Con lei tutto era una fatica. Ma era anche la mamma più pazza e divertente di tutte. Sarebbe rimasta con me e Marta per qualche giorno, e aveva deciso tutto all'ultimo. Infatti non mi aspettavo una sua visita, ma ero contenta perché sapevo che con il tornado che era, sistemava sempre tutto nella mia vita. Era come se tutto si fermasse, ed io fossi la bambina che viveva in quell'appartamento minuscolo e che desiderava disperatamente un cane. Mia madre era pazza per i cani almeno quanto me, ma non lo avevamo potuto avere a causa degli spazi troppo piccoli, e perché mio padre non ne sarebbe stato tanto entusiasta. Peccato che alla fine Spettro fosse riuscito a conquistare anche il suo cuore. La casa dovevo vivevo con Marta non era poi così grande, ma di sicuro non piccola come quella dei miei. E poi Spettro lo portavo sempre con me, ovunque, e non restava mai tutto il giorno rinchiuso in casa. Quel cane si era innamorato di Roma come la padrona.
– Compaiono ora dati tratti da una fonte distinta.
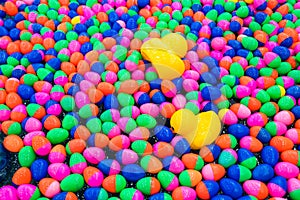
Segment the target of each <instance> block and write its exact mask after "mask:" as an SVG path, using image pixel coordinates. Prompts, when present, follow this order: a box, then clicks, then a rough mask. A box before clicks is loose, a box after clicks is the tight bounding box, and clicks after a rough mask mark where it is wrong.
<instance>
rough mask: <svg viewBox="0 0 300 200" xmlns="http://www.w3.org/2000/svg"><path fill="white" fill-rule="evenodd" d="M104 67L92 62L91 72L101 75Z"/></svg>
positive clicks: (102, 72)
mask: <svg viewBox="0 0 300 200" xmlns="http://www.w3.org/2000/svg"><path fill="white" fill-rule="evenodd" d="M104 70H105V69H104V65H103V64H102V63H101V62H94V63H93V65H92V67H91V71H92V72H96V73H97V74H99V75H101V74H102V73H103V72H104Z"/></svg>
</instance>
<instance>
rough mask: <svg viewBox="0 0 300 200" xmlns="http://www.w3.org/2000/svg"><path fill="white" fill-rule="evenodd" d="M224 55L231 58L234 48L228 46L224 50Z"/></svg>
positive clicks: (232, 55)
mask: <svg viewBox="0 0 300 200" xmlns="http://www.w3.org/2000/svg"><path fill="white" fill-rule="evenodd" d="M224 56H229V57H230V58H233V57H234V56H235V50H234V49H233V48H230V49H228V50H226V51H225V52H224Z"/></svg>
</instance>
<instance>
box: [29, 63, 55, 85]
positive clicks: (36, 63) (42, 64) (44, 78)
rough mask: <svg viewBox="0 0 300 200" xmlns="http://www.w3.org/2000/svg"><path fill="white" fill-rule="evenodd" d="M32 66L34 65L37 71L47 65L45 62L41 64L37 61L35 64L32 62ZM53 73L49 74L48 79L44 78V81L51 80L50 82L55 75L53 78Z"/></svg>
mask: <svg viewBox="0 0 300 200" xmlns="http://www.w3.org/2000/svg"><path fill="white" fill-rule="evenodd" d="M32 67H33V69H34V71H36V72H37V70H39V69H40V68H44V67H45V66H44V65H43V64H41V63H35V64H32ZM51 74H52V73H50V74H49V77H48V79H47V78H44V81H49V80H50V81H49V82H51V81H52V80H53V77H52V78H51ZM52 75H53V74H52Z"/></svg>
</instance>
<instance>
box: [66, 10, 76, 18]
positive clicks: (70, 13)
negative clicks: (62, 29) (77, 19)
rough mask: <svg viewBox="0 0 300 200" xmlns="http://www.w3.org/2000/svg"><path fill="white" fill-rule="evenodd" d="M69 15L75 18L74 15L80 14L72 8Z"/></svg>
mask: <svg viewBox="0 0 300 200" xmlns="http://www.w3.org/2000/svg"><path fill="white" fill-rule="evenodd" d="M68 16H69V17H70V18H74V17H76V16H78V13H77V12H76V11H75V10H70V11H69V13H68Z"/></svg>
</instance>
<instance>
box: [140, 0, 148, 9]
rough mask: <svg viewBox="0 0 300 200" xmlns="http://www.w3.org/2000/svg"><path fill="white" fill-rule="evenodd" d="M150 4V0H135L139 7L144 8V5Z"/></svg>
mask: <svg viewBox="0 0 300 200" xmlns="http://www.w3.org/2000/svg"><path fill="white" fill-rule="evenodd" d="M149 4H150V0H137V5H138V7H140V8H144V7H145V6H147V5H149Z"/></svg>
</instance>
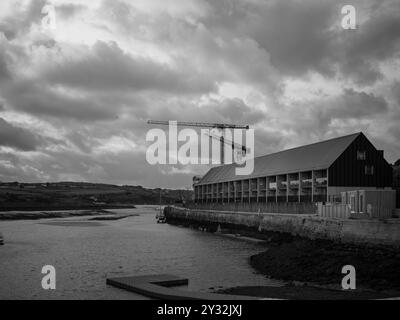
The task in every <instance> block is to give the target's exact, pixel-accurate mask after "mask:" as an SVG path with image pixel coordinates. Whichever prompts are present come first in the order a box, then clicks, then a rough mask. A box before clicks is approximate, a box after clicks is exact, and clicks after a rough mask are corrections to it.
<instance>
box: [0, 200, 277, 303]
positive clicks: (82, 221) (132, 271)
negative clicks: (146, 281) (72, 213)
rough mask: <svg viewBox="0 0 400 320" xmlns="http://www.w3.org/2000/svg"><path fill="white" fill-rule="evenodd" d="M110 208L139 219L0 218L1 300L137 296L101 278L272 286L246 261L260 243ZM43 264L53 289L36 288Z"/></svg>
mask: <svg viewBox="0 0 400 320" xmlns="http://www.w3.org/2000/svg"><path fill="white" fill-rule="evenodd" d="M113 211H118V212H132V213H139V214H140V216H135V217H129V218H125V219H122V220H118V221H96V222H94V221H87V219H88V218H87V217H83V218H82V217H79V218H66V219H53V220H39V221H10V222H5V221H0V232H2V233H3V236H4V239H5V245H4V246H0V299H143V298H144V297H142V296H139V295H136V294H133V293H130V292H126V291H124V290H120V289H117V288H113V287H110V286H107V285H106V284H105V283H106V277H107V276H113V277H117V276H130V275H144V274H154V273H170V274H174V275H177V276H183V277H187V278H188V279H189V286H188V287H187V288H185V287H184V288H182V289H183V290H194V291H210V289H211V288H217V287H232V286H239V285H279V282H277V281H273V280H269V279H266V278H265V277H264V276H262V275H260V274H256V273H255V272H254V270H253V269H252V268H251V267H250V266H249V264H248V258H249V256H250V255H252V254H255V253H257V252H261V251H262V250H263V247H262V246H260V245H259V244H255V243H249V242H245V241H241V240H235V239H230V238H226V237H223V236H217V235H214V234H210V233H204V232H200V231H197V230H192V229H188V228H183V227H177V226H171V225H168V224H157V223H156V222H155V210H154V208H152V207H146V206H140V207H138V208H137V209H123V210H113ZM44 265H53V266H54V267H55V268H56V279H57V288H56V290H50V291H46V290H43V289H42V287H41V279H42V277H43V275H42V274H41V269H42V267H43V266H44Z"/></svg>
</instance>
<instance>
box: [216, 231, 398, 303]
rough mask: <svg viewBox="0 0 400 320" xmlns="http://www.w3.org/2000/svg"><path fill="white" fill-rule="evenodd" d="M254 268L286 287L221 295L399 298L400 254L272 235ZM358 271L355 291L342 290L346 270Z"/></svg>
mask: <svg viewBox="0 0 400 320" xmlns="http://www.w3.org/2000/svg"><path fill="white" fill-rule="evenodd" d="M265 245H266V247H267V250H266V251H264V252H262V253H259V254H256V255H253V256H251V257H250V258H249V263H250V265H251V266H252V267H253V268H254V269H255V270H256V271H257V272H259V273H261V274H263V275H265V276H266V277H269V278H274V279H280V280H284V281H287V283H288V285H287V286H284V287H279V288H276V287H234V288H228V289H224V290H220V291H219V292H221V293H227V294H240V295H251V296H259V297H269V298H280V299H329V300H330V299H346V300H347V299H382V298H390V297H400V250H399V249H398V248H395V247H388V246H362V245H352V244H342V243H335V242H333V241H328V240H309V239H305V238H301V237H294V236H291V235H287V234H274V235H271V238H270V239H269V240H268V241H267V242H266V244H265ZM345 265H352V266H354V267H355V269H356V290H351V291H344V290H342V288H341V282H342V278H343V277H344V276H345V275H344V274H342V273H341V271H342V267H343V266H345Z"/></svg>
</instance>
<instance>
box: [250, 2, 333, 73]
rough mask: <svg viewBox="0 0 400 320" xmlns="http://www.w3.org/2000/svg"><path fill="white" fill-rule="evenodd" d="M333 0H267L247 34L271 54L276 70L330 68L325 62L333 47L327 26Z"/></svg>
mask: <svg viewBox="0 0 400 320" xmlns="http://www.w3.org/2000/svg"><path fill="white" fill-rule="evenodd" d="M335 9H336V10H337V8H335V5H334V4H333V2H332V1H330V2H328V1H308V0H306V1H301V2H300V1H269V2H268V3H263V4H262V5H261V6H260V8H258V10H257V11H258V12H256V13H255V17H256V18H255V19H253V20H252V21H250V26H252V27H251V30H250V33H251V34H252V35H253V36H254V39H255V40H256V41H257V42H258V43H259V44H260V45H261V47H262V48H264V49H265V50H266V51H267V52H268V53H269V54H270V57H271V63H272V65H273V66H275V67H276V68H277V69H278V70H279V71H281V72H283V73H285V74H289V75H301V74H303V73H305V72H307V71H308V70H310V69H314V70H318V71H319V72H321V73H326V72H328V71H330V67H331V66H329V65H328V64H326V61H327V56H329V55H330V52H331V50H332V46H331V42H332V34H331V32H330V30H329V29H330V27H331V26H332V24H333V23H334V20H335V19H338V16H337V14H336V15H335Z"/></svg>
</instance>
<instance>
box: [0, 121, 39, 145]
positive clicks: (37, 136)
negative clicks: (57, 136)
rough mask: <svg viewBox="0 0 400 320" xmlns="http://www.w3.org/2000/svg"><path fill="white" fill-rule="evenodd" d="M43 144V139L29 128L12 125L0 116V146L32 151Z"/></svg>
mask: <svg viewBox="0 0 400 320" xmlns="http://www.w3.org/2000/svg"><path fill="white" fill-rule="evenodd" d="M42 144H43V140H42V139H41V138H40V137H39V136H38V135H35V134H34V133H32V132H31V131H29V130H26V129H24V128H20V127H17V126H14V125H12V124H11V123H9V122H7V121H5V120H4V119H3V118H0V146H7V147H12V148H16V149H19V150H22V151H33V150H36V148H37V147H39V146H40V145H42Z"/></svg>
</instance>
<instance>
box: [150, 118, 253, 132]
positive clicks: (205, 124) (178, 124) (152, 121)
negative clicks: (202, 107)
mask: <svg viewBox="0 0 400 320" xmlns="http://www.w3.org/2000/svg"><path fill="white" fill-rule="evenodd" d="M147 123H148V124H160V125H169V121H159V120H148V121H147ZM176 124H177V126H178V127H200V128H218V129H244V130H248V129H250V126H249V125H240V124H227V123H209V122H182V121H177V123H176Z"/></svg>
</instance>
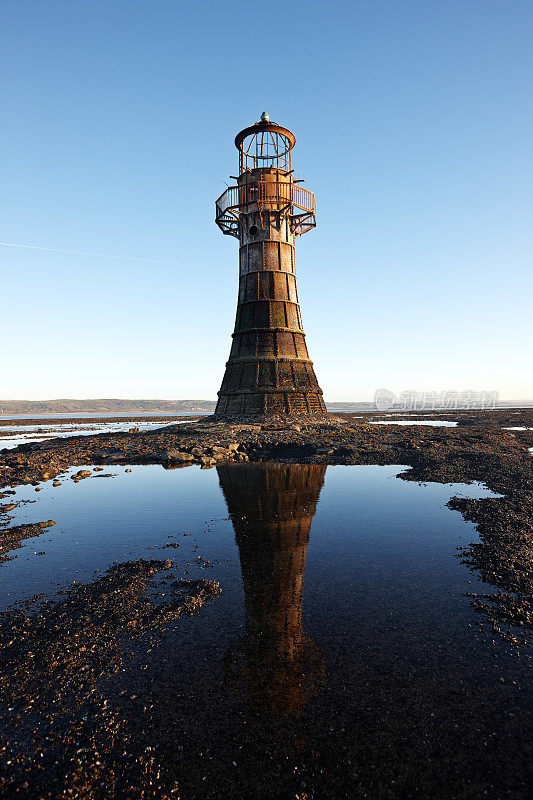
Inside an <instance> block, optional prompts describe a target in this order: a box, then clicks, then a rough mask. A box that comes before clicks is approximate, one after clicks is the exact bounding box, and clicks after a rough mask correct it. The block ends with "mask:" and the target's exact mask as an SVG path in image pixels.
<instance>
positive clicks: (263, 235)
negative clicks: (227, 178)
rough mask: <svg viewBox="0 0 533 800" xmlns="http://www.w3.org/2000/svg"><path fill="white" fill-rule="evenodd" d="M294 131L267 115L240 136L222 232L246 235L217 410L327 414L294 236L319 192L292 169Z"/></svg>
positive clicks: (223, 215)
mask: <svg viewBox="0 0 533 800" xmlns="http://www.w3.org/2000/svg"><path fill="white" fill-rule="evenodd" d="M294 142H295V138H294V134H293V133H291V131H289V130H287V129H286V128H282V127H281V126H279V125H276V124H275V123H271V122H270V121H269V119H268V115H266V114H263V116H262V118H261V121H260V122H258V123H256V124H255V125H252V126H251V127H250V128H245V129H244V130H243V131H241V132H240V133H239V134H237V137H236V139H235V144H236V146H237V149H238V150H239V177H238V178H237V185H236V186H230V187H229V188H228V189H227V190H226V191H225V192H224V194H223V195H221V197H219V199H218V200H217V203H216V221H217V224H218V225H219V227H220V228H221V230H222V231H223V233H225V234H228V235H231V236H235V237H236V238H238V239H239V244H240V248H239V298H238V303H237V316H236V320H235V330H234V333H233V343H232V346H231V352H230V356H229V359H228V362H227V364H226V371H225V374H224V378H223V380H222V385H221V387H220V391H219V393H218V398H219V399H218V403H217V407H216V410H215V417H216V418H218V419H235V418H236V417H255V416H273V415H276V416H278V415H301V414H313V415H314V414H324V413H326V406H325V404H324V400H323V399H322V390H321V388H320V386H319V385H318V381H317V379H316V376H315V372H314V369H313V363H312V361H311V360H310V359H309V353H308V352H307V345H306V342H305V333H304V330H303V326H302V316H301V313H300V305H299V302H298V292H297V289H296V273H295V264H294V242H295V239H296V237H297V236H299V235H300V234H302V233H305V232H306V231H308V230H310V229H311V228H313V227H314V226H315V224H316V214H315V198H314V195H313V193H312V192H309V191H308V190H307V189H304V188H303V187H302V186H300V181H297V180H295V178H294V174H293V173H294V170H292V169H291V162H290V151H291V149H292V147H293V146H294Z"/></svg>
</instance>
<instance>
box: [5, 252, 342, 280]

– Amore di mamma! – esclamò venendomi incontro con il suo piccolo trolley. Scommettevo che in quella valigia ci fossero solo due cambi e cinquecento teglie di lasagne. Mia madre era molto preoccupata della dieta che seguiva Marta, forse era l'unico difetto che vedeva in lei.

Mi stritolò con tutta la forza che aveva nelle sue esili braccia, ed il suo profumo mi pervase le narici. Profumo di casa. Le schioccai tremila baci sulle guance e lei fece lo stesso con me. Le coccole che amavo di più erano le sue.

– Allora? Come stai? – mi chiese, e sembrava non sapere da dove cominciare. Sapevo che avesse mille domande da farmi. Al telefono parlavamo del più e del meno, preferiva lasciare da parte i discorsi un po' più seri per quando ci saremmo viste di persona.

– Bene. – le sorrisi, prendendole il trolley.

– Vieni, ho parcheggiato lì. – gli indicai. Uscimmo dalla stazione Termini e sentivo lei che mi squadrava. Io la guardai con la coda dell'occhio e risi sotto i baffi. Le piaceva spesso ripetermi quanto fossi bella, soprattutto da adolescente, perché sapeva che avessi poca autostima. Invece ora ero cresciuta e anche cazzuta quando ce ne era bisogno, e lei non si era ancora abituata alla sua figlia universitaria.

– Oh, la mantenete bene questa macchina! – constatò soddisfatta, non appena si sedette al posto del passeggero.

– Certo ma', per chi ci hai prese? – ridacchiai e misi in moto.

– Ora che sei qui... mi dici perché hai fatto questa scappatella? Papà ti ha dato in nervoso più del solito ultimamente? – le chiesi ridacchiando. Lei mi guardò storto.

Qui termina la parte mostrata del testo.